Building Tarikh AI: Conversations with History's Greatest Minds
The Question That Started Everything
What if you could ask Ibn Rushd what he actually meant? Not a scholar's interpretation, not a footnote, but the philosopher himself — present, thoughtful, speaking to you across eight centuries.
That question became Tarikh AI.
Why History?
History's great thinkers remain the most underrepresented voices in the modern discourse on meaning, science, and ethics. Their works exist in translation, scattered across academic libraries, behind paywalls and specialist jargon. The barrier to genuine engagement has always been high.

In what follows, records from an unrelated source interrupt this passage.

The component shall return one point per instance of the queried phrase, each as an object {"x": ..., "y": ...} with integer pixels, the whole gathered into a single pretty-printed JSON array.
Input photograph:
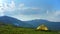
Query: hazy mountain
[{"x": 14, "y": 21}]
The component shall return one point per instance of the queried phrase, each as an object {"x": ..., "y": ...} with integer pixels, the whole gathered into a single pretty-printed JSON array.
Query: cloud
[{"x": 10, "y": 7}]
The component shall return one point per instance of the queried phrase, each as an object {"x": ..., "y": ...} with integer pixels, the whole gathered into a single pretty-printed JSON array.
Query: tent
[{"x": 42, "y": 27}]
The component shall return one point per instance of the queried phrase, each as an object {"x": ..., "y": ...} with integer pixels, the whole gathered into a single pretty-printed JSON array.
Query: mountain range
[
  {"x": 31, "y": 24},
  {"x": 14, "y": 21}
]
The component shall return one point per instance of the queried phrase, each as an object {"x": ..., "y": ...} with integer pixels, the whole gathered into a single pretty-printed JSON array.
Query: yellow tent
[{"x": 42, "y": 27}]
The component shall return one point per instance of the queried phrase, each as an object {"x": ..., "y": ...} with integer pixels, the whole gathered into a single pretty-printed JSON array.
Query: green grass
[{"x": 17, "y": 30}]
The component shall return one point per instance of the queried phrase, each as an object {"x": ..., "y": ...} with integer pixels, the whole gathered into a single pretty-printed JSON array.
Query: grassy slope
[{"x": 17, "y": 30}]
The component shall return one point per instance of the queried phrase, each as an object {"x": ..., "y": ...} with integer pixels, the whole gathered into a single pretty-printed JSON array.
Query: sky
[{"x": 26, "y": 10}]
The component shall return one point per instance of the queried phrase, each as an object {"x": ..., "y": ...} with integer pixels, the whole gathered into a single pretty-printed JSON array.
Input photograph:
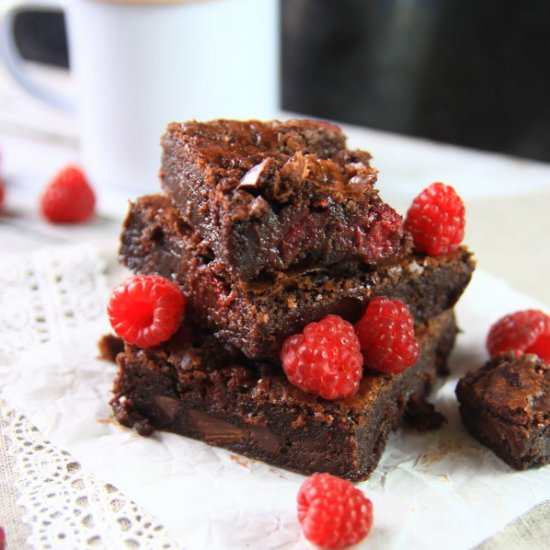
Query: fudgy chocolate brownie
[
  {"x": 506, "y": 406},
  {"x": 266, "y": 196},
  {"x": 192, "y": 387},
  {"x": 256, "y": 317}
]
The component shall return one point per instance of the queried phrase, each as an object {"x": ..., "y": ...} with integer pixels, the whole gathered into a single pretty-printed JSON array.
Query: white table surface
[{"x": 507, "y": 199}]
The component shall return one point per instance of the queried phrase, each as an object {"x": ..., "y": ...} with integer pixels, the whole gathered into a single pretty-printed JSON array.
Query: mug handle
[{"x": 9, "y": 9}]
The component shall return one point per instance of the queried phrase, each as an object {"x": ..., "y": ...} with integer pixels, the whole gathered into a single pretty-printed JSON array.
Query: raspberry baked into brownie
[{"x": 278, "y": 240}]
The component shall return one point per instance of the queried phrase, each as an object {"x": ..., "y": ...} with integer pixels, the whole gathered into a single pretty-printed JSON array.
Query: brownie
[
  {"x": 266, "y": 196},
  {"x": 256, "y": 316},
  {"x": 506, "y": 406},
  {"x": 192, "y": 387}
]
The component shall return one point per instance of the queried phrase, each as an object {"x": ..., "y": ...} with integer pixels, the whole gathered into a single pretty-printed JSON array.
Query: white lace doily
[{"x": 44, "y": 297}]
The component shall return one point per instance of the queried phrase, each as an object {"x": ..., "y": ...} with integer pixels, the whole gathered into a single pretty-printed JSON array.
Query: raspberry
[
  {"x": 436, "y": 220},
  {"x": 332, "y": 512},
  {"x": 146, "y": 310},
  {"x": 386, "y": 334},
  {"x": 68, "y": 198},
  {"x": 525, "y": 331},
  {"x": 325, "y": 359}
]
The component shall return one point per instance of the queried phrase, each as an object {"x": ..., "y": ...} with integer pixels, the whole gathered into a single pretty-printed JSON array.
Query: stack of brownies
[{"x": 266, "y": 227}]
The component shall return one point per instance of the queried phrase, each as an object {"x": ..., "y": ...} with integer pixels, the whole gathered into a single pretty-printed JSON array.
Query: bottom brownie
[
  {"x": 191, "y": 387},
  {"x": 506, "y": 406}
]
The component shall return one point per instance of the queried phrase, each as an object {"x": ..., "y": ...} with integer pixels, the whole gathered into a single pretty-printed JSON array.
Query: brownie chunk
[
  {"x": 256, "y": 316},
  {"x": 192, "y": 387},
  {"x": 266, "y": 196},
  {"x": 506, "y": 406}
]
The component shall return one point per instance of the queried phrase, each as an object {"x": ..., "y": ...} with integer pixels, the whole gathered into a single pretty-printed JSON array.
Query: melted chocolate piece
[{"x": 192, "y": 387}]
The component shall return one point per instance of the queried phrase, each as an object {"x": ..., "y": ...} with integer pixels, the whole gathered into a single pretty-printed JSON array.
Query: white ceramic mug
[{"x": 138, "y": 64}]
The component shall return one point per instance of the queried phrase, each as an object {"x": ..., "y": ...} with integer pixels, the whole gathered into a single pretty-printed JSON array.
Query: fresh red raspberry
[
  {"x": 386, "y": 334},
  {"x": 332, "y": 512},
  {"x": 68, "y": 198},
  {"x": 325, "y": 359},
  {"x": 146, "y": 310},
  {"x": 436, "y": 220},
  {"x": 525, "y": 331}
]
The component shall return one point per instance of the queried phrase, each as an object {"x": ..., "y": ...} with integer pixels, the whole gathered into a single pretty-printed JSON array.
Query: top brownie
[{"x": 270, "y": 195}]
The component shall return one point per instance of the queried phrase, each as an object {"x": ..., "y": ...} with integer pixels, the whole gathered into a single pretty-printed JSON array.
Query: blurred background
[{"x": 467, "y": 72}]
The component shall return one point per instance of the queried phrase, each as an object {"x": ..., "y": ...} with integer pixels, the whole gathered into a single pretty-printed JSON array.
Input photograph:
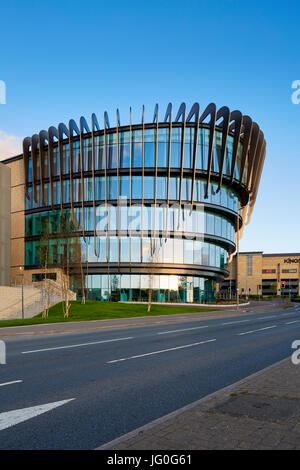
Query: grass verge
[{"x": 93, "y": 310}]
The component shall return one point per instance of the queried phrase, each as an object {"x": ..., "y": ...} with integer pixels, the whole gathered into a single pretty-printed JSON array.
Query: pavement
[
  {"x": 84, "y": 389},
  {"x": 256, "y": 413}
]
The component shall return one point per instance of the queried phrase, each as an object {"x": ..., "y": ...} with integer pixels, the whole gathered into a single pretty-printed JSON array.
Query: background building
[
  {"x": 5, "y": 209},
  {"x": 264, "y": 274},
  {"x": 127, "y": 208}
]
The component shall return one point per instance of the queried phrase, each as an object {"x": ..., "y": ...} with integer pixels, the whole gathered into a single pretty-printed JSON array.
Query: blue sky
[{"x": 61, "y": 60}]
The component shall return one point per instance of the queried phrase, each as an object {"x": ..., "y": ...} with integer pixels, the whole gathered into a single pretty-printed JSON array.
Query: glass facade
[
  {"x": 134, "y": 287},
  {"x": 125, "y": 211}
]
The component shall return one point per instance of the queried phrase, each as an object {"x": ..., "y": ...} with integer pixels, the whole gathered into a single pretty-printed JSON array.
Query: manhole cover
[{"x": 261, "y": 408}]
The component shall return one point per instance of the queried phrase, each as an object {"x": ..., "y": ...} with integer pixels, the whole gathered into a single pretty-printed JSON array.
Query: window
[{"x": 249, "y": 265}]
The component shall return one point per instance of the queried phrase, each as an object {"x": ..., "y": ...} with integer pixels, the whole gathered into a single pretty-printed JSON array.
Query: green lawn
[{"x": 94, "y": 310}]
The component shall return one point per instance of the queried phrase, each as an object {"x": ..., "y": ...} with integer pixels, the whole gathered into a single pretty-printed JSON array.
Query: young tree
[{"x": 155, "y": 246}]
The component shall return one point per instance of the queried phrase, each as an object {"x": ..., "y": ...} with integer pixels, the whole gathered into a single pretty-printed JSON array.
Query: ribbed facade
[{"x": 151, "y": 204}]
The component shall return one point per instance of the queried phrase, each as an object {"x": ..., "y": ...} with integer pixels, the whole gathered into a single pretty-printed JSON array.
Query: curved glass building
[{"x": 150, "y": 205}]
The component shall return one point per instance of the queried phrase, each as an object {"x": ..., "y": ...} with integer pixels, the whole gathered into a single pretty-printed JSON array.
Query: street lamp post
[{"x": 22, "y": 278}]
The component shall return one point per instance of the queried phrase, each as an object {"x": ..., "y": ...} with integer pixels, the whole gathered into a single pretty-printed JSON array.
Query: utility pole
[{"x": 22, "y": 280}]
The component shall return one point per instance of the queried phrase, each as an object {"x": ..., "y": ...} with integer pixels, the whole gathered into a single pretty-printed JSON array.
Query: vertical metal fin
[
  {"x": 52, "y": 133},
  {"x": 43, "y": 137},
  {"x": 237, "y": 118},
  {"x": 62, "y": 130},
  {"x": 181, "y": 115},
  {"x": 194, "y": 112},
  {"x": 26, "y": 156},
  {"x": 34, "y": 157},
  {"x": 223, "y": 113},
  {"x": 73, "y": 129},
  {"x": 247, "y": 131},
  {"x": 95, "y": 127},
  {"x": 83, "y": 127},
  {"x": 212, "y": 111}
]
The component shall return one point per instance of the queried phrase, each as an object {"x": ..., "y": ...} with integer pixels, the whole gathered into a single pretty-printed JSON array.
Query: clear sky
[{"x": 63, "y": 59}]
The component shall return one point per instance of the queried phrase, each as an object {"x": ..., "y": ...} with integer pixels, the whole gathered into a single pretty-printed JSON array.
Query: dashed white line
[
  {"x": 9, "y": 383},
  {"x": 185, "y": 329},
  {"x": 77, "y": 345},
  {"x": 161, "y": 351},
  {"x": 254, "y": 331}
]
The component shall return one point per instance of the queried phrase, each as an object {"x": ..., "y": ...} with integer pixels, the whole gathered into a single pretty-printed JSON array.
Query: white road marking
[
  {"x": 9, "y": 383},
  {"x": 185, "y": 329},
  {"x": 162, "y": 351},
  {"x": 77, "y": 345},
  {"x": 11, "y": 418},
  {"x": 254, "y": 331}
]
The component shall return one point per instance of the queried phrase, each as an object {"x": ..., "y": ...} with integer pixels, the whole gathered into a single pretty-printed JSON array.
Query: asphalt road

We wanted to lower that barrier to zero.
The Technical Foundation
Tarikh AI is built on large language models fine-tuned against primary sources — original texts, commentaries, and letters. Each figure has a curated knowledge base: not summaries, but the actual works. When you speak to Ibn Rushd, his responses are grounded in the Tahafut al-Tahafut, his medical encyclopaedia, his legal writings.
The result is not a chatbot that knows facts about history. It is a system that can reason as a historical figure, in their voice, within their worldview.
What We Learned
The hardest problem was not technical. It was editorial.
Deciding what a thinker believed — on questions they never addressed directly, using concepts that didn't exist in their time — requires genuine scholarly judgement. We partnered with historians and Islamic scholars to build the editorial framework that guides every response.
What's Next
We are building a library. More figures, more centuries, more disciplines. Physicians, jurists, poets, astronomers. The Islamic Golden Age is rich enough to sustain years of work.